The Hidrate app will automatically set a recommended daily goal for you based on your personal profile — age, gender, height, weight, and declared activity level — along with other factors such as temperature, humidity, elevation, and your actual activity data, although you can override this and set a manual goal if you’re so inclined. Weekly and monthly charts are also presented in the app using a ring design reminiscent of Apple’s Activity app for the Apple Watch, and a daily status screen shows your progress toward your goal along with an hourly chart at the bottom showing the amount of water consumed throughout the day. If you have friends or family members with their own Hidrate Spark bottles, you can also share your details with each other. There’s also an option in the app to manually add water intake, so you’re not stuck drinking all of your water from the Spark bottle just to keep track of it. Hidrate also provides an Apple Watch app for viewing goal progress and manually adding water intake, which is a nice bonus.
One other cool feature in Spark 2.0 is that you can only not get push notifications on your iPhone to remind you when to drink some water, but the bottle itself actually glows, thanks to a set of multicoloured LEDs in the sensor rod. Both push notification and glow notifications can be configured separately to remind you each time you need to drink, or only if you’ve fallen behind in progressing toward your daily goal. A “Celebration Glow” can also have the bottle light up when you meet your goal, and there are eleven different glow patterns to choose from. Wake and sleep times can also be set in the app to ensure that the bottle only glows when you’re awake; these settings also impact how your progress toward your daily goal is calculated.

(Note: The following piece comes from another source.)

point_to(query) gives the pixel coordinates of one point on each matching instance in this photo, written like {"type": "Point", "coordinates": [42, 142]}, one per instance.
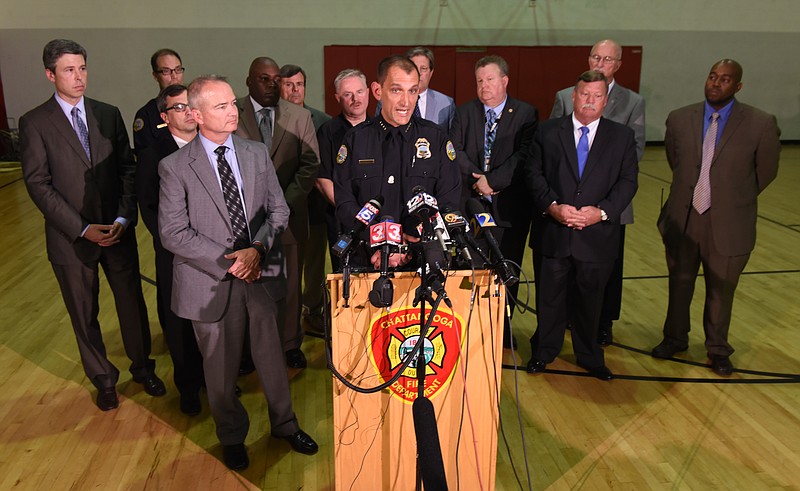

Hidrate has also gone the extra mile here in terms of third-party integrations, offering not only a full tie-in with Apple’s HealthKit, but also support for Fitbit, Under Armour, Withings, and Jawbone Up. In the case of HealthKit, Hidrate will write water intake data into the “Nutrition” section of your Health app and read step tracking information to help determine your activity level to recommend hydration goals for each day.
Hidrate Spark 2.0 definitely sets a new bar for smart water bottles, and it’s clear that the company has put a lot of thought and effort in here — it’s a well-designed and attractive solution with a great app, and we have no hesitation that if you’re looking for a smart water bottle, Spark 2.0 should be at the top of your list. However, we’d be remiss if we didn’t admit that it’s a pretty big “if”; we’re still not really convinced that smart water bottles even need to be a thing, especially at a $55 price tag compared to a $10 water bottle and a sub-$3 iPhone or Apple Watch app. That said, however, if you’re concerned about keeping track of your water intake, or need to for medical reasons, and willing to spend the money, Hidrate Spark 2.0 is definitely worth a look, and therefore worthy of our Limited Recommendation.